Leicester City's striker Jamie Vardy carries the ball during the English Premier League football match between Crystal Palace and Leicester City in south London on March 19, 2016Leicester City's striker Jamie Vardy carries the ball during the English Premier League football match between Crystal Palace and Leicester City in south London on March 19, 2016 (AFP Photo/Adrian Dennis)
London (AFP) - In the rough-cut figure of Jamie Vardy, newly crowned Premier League champions Leicester City possess the living embodiment of the rags-to-riches tale that has captivated fans around the world.
Six years ago, Vardy was playing amateur football for Stocksbridge Park Steels in England's seventh tier and working part-time at a factory making medical splints.
Now he is an England international, whose 22 goals have powered Leicester to their first league title, won him the Football Writers' Association (FWA) Player of the Year award and sparked talk of a Hollywood biopic.
"He's phenomenal," former Leicester captain Steve Walsh told AFP. "And what he's done opens up the door for grassroots footballers. He's an example to every aspiring young player."
There will be several abiding memories from Vardy's historic season, from the 30-yard wonder goal against Liverpool to the brace at Sunderland that left manager Claudio Ranieri blinking back tears at the final whistle.
But perhaps the most lasting mark will be his run of scoring in 11 consecutive games between September and November, which set a new Premier League record and helped lay the foundations for Leicester's extraordinary campaign.

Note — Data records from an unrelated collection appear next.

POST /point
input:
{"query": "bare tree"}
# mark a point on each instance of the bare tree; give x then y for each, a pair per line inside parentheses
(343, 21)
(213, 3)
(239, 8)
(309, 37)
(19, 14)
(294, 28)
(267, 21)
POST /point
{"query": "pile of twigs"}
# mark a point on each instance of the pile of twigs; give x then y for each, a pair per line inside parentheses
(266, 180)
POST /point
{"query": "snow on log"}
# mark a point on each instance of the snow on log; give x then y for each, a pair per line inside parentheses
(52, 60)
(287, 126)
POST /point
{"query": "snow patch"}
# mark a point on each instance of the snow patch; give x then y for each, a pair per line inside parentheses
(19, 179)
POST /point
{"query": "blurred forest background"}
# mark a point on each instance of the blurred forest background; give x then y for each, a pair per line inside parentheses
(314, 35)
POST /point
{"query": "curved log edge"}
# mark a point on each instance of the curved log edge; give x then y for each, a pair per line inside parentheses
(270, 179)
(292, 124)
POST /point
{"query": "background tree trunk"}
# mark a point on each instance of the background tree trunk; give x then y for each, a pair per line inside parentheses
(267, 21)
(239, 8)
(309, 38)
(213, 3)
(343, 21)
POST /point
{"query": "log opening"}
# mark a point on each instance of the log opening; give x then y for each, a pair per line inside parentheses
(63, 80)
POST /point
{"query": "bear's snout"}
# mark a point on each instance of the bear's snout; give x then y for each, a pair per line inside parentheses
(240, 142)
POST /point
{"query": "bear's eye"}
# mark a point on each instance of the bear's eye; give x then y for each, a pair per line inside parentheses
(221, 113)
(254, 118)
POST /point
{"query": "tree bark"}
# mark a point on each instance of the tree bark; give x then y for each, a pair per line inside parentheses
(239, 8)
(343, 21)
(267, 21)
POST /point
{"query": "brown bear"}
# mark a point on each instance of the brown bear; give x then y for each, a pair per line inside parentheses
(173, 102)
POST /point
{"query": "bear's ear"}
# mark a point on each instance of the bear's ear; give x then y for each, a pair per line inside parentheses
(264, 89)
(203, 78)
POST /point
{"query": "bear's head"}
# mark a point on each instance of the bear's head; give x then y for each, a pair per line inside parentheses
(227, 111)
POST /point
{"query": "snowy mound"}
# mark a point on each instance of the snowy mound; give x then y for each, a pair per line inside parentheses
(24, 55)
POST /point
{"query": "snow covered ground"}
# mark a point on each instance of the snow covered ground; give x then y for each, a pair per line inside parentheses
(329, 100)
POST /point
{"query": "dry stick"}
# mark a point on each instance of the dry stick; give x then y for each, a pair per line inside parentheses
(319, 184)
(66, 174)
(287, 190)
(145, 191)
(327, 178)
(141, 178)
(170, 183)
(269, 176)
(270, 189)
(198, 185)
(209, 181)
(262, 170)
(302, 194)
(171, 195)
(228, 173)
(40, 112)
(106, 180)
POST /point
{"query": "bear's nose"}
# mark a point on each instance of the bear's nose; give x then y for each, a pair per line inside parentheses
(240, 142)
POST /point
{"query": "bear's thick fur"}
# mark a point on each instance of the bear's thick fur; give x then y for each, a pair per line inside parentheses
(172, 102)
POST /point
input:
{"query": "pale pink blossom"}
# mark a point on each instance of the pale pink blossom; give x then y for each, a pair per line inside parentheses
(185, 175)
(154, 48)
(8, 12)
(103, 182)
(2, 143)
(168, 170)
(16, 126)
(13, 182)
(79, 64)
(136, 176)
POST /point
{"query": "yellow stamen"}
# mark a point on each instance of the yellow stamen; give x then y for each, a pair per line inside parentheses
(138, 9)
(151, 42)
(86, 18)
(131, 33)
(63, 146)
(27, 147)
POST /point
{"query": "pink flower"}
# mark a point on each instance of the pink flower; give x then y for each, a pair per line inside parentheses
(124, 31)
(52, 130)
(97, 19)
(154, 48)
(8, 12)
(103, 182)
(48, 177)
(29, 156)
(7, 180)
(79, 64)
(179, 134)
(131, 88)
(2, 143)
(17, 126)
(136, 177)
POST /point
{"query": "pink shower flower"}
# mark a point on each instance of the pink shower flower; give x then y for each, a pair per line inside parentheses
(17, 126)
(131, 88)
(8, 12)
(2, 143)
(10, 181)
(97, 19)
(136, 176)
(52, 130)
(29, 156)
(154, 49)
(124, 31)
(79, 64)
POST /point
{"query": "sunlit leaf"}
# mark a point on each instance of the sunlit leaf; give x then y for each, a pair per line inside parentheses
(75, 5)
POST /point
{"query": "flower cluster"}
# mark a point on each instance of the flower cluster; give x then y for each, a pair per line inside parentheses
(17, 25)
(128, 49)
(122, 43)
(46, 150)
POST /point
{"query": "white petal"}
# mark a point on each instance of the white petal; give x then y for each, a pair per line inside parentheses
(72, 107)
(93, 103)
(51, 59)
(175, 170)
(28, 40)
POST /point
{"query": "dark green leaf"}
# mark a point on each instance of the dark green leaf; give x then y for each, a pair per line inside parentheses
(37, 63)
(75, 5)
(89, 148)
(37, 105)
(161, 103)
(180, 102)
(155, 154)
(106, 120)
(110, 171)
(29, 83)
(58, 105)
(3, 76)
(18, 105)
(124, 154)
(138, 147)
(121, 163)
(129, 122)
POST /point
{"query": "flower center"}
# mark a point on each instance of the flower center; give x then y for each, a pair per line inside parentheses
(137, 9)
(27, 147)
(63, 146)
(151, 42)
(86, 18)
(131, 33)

Released by boyhood club Sheffield Wednesday aged 15 on the grounds that he was too small, Vardy, now 29, cannot have imagined that he would one day be the toast of England.
After leaving Wednesday he spent time away from football, studying sports science at a local college, before winding up at Stocksbridge, nestled beside northern England's Peak District, where he progressed through the youth ranks.
"He was always first for training and last out," recalls Stocksbridge chairman Allen Bethel. "He was also the life and soul of the party, a Jack the lad."
Vardy's roguish streak occasionally caused him problems -- he was sent off four times in his last season at Stocksbridge, deterring suitors Sheffield United -- and he had trouble controlling his temper off the pitch.
A conviction for a late-night assault temporarily obliged him to wear an electronic tag and observe an 18:30 p.m. curfew, which would see him substituted midway through games so that he could get home in time.
- Anti-hero -
Remembering one mid-match dash, former Stocksbridge manager Gary Morrow said: "He jumped straight over the railings and into his parents' car without even getting changed."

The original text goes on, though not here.